If the scientists’ hunches are right, the reason the clusters stopped growing is because of dark energy, which works to push structures apart, acting as a counterforce to gravity.
If dark energy is shown to be real, it will be a posthumous triumph for Albert Einstein. “Einstein added a cosmological constant, a force that counteracted gravity,” says Meyer. “When it was determined that the universe was in fact expanding, Einstein called it his biggest mistake. But in fact, he may have been right all along.”
There in its frigid home, the South Pole Telescope spent the years 2008 to 2011 gathering data on galaxy clusters, scanning about 2,000 square degrees, or roughly a tenth of the southern sky. Although it performed well, the telescope did require one major repair during the summer of 2011, when its azimuth bearing needed to be replaced. The bearing enables the telescope to turn in a horizontal plane, from left to right and right to left.
Today, the telescope’s purpose has shifted. “We’re putting in a new radiometer to detect radiation,” says Meyer. “It will measure polarization of the microwaves to enable us to answer a slightly different question about the inflation of the universe.”

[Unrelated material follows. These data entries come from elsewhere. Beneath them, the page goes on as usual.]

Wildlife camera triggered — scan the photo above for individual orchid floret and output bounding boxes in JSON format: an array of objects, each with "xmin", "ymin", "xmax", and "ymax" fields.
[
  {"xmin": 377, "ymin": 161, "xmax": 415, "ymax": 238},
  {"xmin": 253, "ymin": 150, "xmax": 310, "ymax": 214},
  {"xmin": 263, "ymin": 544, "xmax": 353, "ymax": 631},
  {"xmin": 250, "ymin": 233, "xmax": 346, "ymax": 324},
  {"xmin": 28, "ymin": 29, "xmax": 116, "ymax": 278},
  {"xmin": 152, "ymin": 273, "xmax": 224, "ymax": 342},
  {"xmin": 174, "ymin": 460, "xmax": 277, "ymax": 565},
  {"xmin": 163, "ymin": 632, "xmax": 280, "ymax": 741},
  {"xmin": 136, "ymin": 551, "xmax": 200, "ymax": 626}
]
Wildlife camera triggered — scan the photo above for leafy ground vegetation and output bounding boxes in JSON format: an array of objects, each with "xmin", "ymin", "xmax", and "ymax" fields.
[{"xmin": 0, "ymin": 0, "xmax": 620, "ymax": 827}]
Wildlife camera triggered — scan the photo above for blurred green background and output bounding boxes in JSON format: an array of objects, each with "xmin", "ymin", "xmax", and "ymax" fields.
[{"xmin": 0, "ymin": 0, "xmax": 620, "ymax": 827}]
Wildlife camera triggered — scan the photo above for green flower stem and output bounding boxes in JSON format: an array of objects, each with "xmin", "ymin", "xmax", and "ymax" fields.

In the meantime, Meyer and his fellow astrophysicists are analyzing the data the telescope has already collected to calculate the weights of galaxy clusters over time. Do their results show that dark energy is real?
“So far, it looks that way,” says Meyer. “It’s too early to tell for certain. But right at this moment, things are looking pretty good for dark energy being no mere geometry problem, but instead an actual force.”
If that is true, then the universe may keep expanding ever faster until its lights extinguish and its energy dies out, leaving it utterly cold, dark and bleak – a bit like the South Pole in winter.